Charges dropped against "butt slapping" boys
Cory Mashburn and Ryan Cornelison, both 13-year-old boys from McMinnville, Oregon, are finally free.
Following their arrest in February, the two were initially denied contact with their parents, charged with felonies and brought to court in shackles. Cory and Ryan spent five days in jail, where they were reportedly strip searched four times.
Why? What dastardly thing did these boys do? Answer: They swatted some schoolmates on the butt.
Can you even picture it? Teenage boys engaged in inappropriate horseplay. Who the hell ever heard of that?
Evidently, talk radio host Dennis Prager has heard of it. He’s now leading the drive to remove Bradley Berry, the district attorney who Nifonged the case:
When he finally explained himself under pressure from the media, Berry told The Oregonian, “From our perspective and the perspective of the victims, this was not just horseplay.” In fact, it turns out that the girls involved did regard it as horseplay. And they claimed from virtually the outset that they had been pressured into making a case against the boys.
The Oregonian has reported that listeners to my radio show across America provided nearly all of the more than $40,000 for defense costs for the two boys. But they have done more. They have also sent letters to the two boys assuring them it is not they, but Bradley Berry, who acted perversely. One of the boys’ mothers, in tears, told me that these letters profoundly affected the boys, who were made to appear as perverts and sexual predators and who could have been placed on sexual predator lists for the rest of their lives. My listeners also reported that when they phoned the office of Bradley Berry, they were told that “there was more to the story,” that more evidence would be forthcoming.
That was a lie. Berry had nothing more to reveal and did in fact drop the felony charges. The boys were then charged ‘only’ with sexual harassment.

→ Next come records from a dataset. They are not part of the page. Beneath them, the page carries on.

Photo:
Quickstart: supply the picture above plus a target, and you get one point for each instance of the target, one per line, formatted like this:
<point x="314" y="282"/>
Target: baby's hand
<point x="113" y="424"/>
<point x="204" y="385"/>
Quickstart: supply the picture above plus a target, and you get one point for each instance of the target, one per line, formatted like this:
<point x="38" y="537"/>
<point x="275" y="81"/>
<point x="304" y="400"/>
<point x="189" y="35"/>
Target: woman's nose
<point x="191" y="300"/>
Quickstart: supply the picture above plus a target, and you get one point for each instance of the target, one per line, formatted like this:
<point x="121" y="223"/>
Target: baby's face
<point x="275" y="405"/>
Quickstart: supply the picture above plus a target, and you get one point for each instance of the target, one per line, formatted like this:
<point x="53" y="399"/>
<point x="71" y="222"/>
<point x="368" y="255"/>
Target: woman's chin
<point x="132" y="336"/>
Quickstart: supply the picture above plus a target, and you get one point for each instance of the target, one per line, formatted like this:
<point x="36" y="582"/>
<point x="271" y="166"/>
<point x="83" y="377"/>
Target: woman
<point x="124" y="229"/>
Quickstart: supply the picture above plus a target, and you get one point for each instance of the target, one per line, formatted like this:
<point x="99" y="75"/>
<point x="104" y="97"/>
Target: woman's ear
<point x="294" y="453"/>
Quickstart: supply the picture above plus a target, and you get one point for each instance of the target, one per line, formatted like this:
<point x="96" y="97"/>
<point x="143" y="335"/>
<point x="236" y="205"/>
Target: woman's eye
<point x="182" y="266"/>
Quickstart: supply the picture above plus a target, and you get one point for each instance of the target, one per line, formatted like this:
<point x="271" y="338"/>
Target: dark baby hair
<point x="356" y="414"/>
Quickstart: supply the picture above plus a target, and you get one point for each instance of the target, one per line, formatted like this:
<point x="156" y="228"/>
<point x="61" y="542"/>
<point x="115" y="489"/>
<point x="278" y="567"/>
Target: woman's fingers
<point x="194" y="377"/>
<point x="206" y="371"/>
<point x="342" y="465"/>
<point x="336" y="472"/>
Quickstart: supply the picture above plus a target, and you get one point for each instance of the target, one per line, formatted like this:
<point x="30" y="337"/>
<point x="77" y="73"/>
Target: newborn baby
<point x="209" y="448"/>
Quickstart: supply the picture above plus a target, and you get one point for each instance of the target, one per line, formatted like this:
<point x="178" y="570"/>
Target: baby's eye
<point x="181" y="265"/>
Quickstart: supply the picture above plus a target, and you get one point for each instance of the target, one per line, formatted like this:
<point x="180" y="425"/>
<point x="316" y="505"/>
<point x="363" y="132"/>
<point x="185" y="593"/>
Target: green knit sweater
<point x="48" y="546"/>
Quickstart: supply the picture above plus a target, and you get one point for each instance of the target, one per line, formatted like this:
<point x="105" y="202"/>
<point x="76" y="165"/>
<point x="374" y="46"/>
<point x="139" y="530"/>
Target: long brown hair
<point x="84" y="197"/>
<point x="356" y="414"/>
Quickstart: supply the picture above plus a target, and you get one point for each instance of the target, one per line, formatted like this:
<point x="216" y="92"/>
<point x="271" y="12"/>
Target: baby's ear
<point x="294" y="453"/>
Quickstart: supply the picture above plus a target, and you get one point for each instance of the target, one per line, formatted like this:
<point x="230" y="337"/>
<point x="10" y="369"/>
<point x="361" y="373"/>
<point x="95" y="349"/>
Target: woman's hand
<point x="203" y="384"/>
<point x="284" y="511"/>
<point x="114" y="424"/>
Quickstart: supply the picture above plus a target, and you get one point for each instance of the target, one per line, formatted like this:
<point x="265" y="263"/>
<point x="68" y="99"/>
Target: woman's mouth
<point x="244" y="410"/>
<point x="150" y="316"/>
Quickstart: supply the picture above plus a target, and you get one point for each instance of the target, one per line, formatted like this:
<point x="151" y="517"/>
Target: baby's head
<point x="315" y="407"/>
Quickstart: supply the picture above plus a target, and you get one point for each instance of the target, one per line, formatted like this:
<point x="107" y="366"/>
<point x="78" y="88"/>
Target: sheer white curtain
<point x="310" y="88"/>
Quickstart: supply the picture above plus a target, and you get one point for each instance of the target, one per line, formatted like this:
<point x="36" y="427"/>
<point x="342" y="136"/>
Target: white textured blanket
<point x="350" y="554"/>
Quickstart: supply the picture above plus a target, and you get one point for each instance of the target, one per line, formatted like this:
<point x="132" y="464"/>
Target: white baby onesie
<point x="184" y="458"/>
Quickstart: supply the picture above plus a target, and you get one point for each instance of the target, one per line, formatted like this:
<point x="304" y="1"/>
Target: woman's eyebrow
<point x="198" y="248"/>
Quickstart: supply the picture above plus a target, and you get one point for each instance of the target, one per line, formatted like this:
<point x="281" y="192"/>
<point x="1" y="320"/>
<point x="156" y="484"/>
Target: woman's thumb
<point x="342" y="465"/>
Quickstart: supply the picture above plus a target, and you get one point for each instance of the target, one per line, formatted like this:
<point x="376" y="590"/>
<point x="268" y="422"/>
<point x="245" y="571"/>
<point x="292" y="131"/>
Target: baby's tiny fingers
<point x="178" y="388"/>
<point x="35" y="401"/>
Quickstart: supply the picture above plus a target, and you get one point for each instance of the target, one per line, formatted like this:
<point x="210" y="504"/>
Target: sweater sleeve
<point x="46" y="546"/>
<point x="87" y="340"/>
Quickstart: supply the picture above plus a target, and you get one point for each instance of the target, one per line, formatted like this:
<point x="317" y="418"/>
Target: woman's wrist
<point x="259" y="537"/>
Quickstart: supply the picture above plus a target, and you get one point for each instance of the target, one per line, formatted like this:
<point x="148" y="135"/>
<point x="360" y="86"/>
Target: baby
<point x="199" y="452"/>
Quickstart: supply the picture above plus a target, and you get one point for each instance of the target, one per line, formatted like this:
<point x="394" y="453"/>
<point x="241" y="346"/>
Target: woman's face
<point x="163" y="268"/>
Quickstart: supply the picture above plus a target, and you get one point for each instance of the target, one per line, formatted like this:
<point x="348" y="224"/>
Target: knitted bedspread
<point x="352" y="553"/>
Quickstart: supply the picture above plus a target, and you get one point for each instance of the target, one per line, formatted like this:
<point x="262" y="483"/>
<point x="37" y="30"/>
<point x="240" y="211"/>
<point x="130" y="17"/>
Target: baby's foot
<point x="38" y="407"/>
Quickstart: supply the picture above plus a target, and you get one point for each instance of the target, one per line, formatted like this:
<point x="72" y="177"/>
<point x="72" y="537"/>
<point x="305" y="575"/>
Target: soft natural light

Yesterday, in exchange for an apology from the boys, Circuit Judge John L. Collins dismissed even the lesser charges. “Now,” writes Prager, “we will focus our attention on removing Bradley Berry from office.”
A democracy cannot long survive the contempt more and more Americans feel for American law.
A system that treats juvenile horseplay as felony sex abuse is not just contemptible; it’s unhinged.
But speaking of abuse, please note: While isolated from their parents and under the custody and control of Oregon officials, two 13-year-old boys with no history of violence or drug dependence were reportedly strip searched four times in five days. Boys. Strip searched. Four times. In five days. What exactly were these officials looking for — or at? Hmm?
There are days — today is one of them — when I wish I had gone to law school instead of nursing school and had signed on with these folk. I’d be on the next plane out.